China's Universities Are Trying to Compete

Four years after political turmoil, the effects of reform are forcing China to reconsider how it educates its power elite

THERE was a time when Beijing University was assured of enrolling China's brightest and best. No longer.

Last year, the prestigious university failed to fill its freshman class, rebuffed by hundreds of students anxious to avoid required one-year military training and the grip of Beijing's communist ideologues.

Government officials and university administrators contend that Beida, as the university is known in Chinese shorthand, fell only six to 10 students short of the planned class of 2,220. But many professors and observers say the shortfall was several hundred, forcing the university to lower admissions standards and acknowledge a new competition in Chinese higher education.

"Beijing was considered the best city in China to study, but that's changing," says a professor at Beijing Normal University, among the capital's elite institutions. "Now students want to stay in the south or be on the coast because they have more opportunities and can make more money."

Four years after political upheaval shook Beijing campuses, reforms in the economy and higher learning are changing how China educates its power elite. Under orthodox Marxism in China, these universities often were considered tools of ideology and indoctrination. They recruited only the most politically reliable for training as party technocrats and economic planners.

Now, financial crisis and market reforms are rewriting the role of universities in a changing society. A new moneyed elite is emerging, relying on the clout of the marketplace more than a diploma and political connections.

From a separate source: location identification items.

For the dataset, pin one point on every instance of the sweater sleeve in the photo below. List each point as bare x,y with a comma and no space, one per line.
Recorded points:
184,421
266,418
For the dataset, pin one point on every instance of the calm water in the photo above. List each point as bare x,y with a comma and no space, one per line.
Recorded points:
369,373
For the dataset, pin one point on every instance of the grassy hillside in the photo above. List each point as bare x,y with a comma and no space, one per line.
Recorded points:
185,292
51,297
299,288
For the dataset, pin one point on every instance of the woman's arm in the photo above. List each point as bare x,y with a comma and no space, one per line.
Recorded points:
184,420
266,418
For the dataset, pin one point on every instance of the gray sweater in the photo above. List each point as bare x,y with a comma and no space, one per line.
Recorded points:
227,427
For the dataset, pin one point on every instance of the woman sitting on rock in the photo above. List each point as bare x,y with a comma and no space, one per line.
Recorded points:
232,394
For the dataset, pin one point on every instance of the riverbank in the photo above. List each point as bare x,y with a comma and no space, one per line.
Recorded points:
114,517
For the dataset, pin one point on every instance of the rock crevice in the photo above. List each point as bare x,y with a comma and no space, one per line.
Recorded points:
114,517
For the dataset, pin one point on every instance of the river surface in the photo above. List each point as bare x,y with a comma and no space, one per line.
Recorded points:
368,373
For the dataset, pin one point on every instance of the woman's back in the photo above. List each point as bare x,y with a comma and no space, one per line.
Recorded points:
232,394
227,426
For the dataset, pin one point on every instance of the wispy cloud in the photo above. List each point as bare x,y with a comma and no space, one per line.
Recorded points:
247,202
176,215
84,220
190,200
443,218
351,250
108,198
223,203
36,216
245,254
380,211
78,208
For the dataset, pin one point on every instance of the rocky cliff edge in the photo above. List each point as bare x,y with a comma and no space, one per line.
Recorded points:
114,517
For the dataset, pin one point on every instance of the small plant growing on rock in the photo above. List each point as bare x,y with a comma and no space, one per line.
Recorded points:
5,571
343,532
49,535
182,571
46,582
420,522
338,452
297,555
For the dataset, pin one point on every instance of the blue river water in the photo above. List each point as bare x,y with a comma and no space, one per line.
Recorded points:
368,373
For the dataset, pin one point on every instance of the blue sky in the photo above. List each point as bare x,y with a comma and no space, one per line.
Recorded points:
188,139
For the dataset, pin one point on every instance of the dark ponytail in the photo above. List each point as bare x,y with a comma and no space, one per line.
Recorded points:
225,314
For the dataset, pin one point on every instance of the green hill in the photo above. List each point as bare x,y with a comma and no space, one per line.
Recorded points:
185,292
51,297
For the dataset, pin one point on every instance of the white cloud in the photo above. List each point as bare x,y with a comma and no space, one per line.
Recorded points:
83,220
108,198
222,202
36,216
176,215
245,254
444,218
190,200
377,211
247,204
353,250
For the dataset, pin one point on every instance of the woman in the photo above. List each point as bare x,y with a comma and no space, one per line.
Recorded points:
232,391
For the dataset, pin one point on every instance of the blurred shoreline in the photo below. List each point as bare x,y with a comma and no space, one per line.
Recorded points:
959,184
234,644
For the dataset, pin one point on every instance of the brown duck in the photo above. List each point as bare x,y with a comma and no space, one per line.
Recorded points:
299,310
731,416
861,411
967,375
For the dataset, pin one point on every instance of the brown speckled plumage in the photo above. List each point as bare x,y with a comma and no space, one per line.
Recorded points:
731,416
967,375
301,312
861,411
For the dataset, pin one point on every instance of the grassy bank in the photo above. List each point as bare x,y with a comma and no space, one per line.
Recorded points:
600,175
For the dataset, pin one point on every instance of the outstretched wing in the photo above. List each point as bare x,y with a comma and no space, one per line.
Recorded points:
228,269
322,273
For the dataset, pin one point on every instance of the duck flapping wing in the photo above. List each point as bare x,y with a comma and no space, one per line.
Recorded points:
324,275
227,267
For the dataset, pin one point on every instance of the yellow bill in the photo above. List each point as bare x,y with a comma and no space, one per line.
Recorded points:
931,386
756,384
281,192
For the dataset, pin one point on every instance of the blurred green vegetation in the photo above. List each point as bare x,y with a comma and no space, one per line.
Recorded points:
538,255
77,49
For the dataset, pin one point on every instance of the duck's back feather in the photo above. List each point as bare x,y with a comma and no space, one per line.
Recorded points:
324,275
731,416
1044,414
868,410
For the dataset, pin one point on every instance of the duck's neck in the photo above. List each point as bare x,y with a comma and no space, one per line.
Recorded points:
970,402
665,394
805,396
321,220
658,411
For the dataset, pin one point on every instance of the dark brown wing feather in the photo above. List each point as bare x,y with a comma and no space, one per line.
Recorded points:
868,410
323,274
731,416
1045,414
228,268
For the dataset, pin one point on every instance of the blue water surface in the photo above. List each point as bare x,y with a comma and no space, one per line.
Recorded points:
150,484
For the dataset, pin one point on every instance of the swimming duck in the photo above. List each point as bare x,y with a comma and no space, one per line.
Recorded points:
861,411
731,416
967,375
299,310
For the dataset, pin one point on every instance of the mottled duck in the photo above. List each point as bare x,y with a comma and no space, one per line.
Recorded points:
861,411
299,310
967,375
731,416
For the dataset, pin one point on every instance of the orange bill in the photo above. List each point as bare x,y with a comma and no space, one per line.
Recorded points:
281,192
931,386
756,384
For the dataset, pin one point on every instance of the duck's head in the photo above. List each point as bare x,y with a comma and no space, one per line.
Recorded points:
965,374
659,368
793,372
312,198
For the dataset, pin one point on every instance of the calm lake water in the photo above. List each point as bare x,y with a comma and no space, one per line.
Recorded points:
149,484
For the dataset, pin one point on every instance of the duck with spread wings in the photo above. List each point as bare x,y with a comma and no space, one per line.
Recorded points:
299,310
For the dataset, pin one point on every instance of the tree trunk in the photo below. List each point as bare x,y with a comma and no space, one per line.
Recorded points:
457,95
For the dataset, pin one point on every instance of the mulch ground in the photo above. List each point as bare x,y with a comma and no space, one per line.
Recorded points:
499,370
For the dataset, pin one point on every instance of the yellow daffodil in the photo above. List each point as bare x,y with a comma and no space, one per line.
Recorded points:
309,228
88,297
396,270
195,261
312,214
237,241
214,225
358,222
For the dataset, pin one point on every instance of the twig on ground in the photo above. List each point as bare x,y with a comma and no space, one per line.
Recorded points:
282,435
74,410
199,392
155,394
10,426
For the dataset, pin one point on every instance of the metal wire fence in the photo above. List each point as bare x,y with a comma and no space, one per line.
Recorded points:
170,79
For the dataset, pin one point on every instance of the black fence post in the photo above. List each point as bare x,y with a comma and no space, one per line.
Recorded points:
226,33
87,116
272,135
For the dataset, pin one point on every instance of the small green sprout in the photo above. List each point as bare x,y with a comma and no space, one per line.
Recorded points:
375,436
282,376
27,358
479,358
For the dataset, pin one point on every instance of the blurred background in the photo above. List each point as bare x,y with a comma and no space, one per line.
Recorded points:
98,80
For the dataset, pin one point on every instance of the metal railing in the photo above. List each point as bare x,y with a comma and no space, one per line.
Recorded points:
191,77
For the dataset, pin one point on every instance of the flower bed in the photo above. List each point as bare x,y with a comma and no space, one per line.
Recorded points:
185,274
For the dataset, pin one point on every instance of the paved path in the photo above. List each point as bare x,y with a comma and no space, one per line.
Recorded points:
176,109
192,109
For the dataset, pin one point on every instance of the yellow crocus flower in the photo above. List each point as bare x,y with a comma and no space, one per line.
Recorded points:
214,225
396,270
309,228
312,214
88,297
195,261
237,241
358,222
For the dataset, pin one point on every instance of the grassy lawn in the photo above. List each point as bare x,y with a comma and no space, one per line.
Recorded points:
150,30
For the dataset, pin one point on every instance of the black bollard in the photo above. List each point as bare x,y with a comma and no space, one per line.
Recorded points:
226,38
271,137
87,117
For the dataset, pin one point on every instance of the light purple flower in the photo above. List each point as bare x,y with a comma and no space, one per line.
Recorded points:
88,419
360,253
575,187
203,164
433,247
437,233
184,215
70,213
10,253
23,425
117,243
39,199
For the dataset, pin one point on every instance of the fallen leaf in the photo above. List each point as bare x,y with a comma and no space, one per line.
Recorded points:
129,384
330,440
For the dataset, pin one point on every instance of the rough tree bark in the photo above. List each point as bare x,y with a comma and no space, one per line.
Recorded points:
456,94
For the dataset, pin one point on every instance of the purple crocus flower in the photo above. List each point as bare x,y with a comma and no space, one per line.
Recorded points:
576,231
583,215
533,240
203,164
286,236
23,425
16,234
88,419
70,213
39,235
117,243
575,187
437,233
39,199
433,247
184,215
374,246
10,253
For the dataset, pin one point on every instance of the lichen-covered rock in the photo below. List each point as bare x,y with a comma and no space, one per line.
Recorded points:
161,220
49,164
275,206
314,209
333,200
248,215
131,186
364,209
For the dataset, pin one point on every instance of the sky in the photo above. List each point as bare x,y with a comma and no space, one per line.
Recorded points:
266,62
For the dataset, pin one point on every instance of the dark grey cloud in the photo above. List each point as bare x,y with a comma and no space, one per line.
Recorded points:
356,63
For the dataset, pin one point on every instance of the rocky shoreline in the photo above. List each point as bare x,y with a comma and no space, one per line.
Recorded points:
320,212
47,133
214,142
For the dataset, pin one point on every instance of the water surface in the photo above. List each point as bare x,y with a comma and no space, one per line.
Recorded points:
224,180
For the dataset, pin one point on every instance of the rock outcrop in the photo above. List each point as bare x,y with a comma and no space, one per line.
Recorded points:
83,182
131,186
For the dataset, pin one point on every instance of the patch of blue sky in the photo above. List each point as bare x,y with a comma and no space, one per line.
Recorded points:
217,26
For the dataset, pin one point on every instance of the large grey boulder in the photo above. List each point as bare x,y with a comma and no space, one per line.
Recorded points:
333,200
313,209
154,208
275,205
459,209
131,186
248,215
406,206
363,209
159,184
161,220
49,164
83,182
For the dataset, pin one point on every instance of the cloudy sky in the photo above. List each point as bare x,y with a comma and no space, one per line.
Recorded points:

"In China, people were educated to be officials and serve the communist regime. Now the sacredness of being an official is fading away, because current policy allows individuals to find their own breathing space outside the official hierarchy," says Chen Xiaoping, a law professor at Beijing's University of Politics and Law who lost his job for his role in the 1989 democracy movement. "In the future, the elite will not be centered in Beijing and people's ideas of prestigious universities will change."

Recently, the government has prodded Beijing's staid campuses into new policies that will reshape the pinnacle of the world's largest education system, analysts say.

After years of official reticence to expand university enrollment and take the political risk of recruiting more educated youths for urban campuses, the government plans to double student numbers in higher education and adult education institutions to 5.5 million by the turn of the century, says Zhou Yuanqing, director of higher education at the State Education Commission.

One hundred universities, about one-tenth of China's higher education institutions, will be expanded and strengthened, and two-year and three-year colleges will be added.

Both students and administrations will gain autonomy under the changes. With shrinking government funds providing less than 80 percent of college budgets today, state-funded students, once the cream of the crop, are sharing classrooms with more youths paying their own tuition, a signal that money, more than political connections, will decide who goes to college in China in the future.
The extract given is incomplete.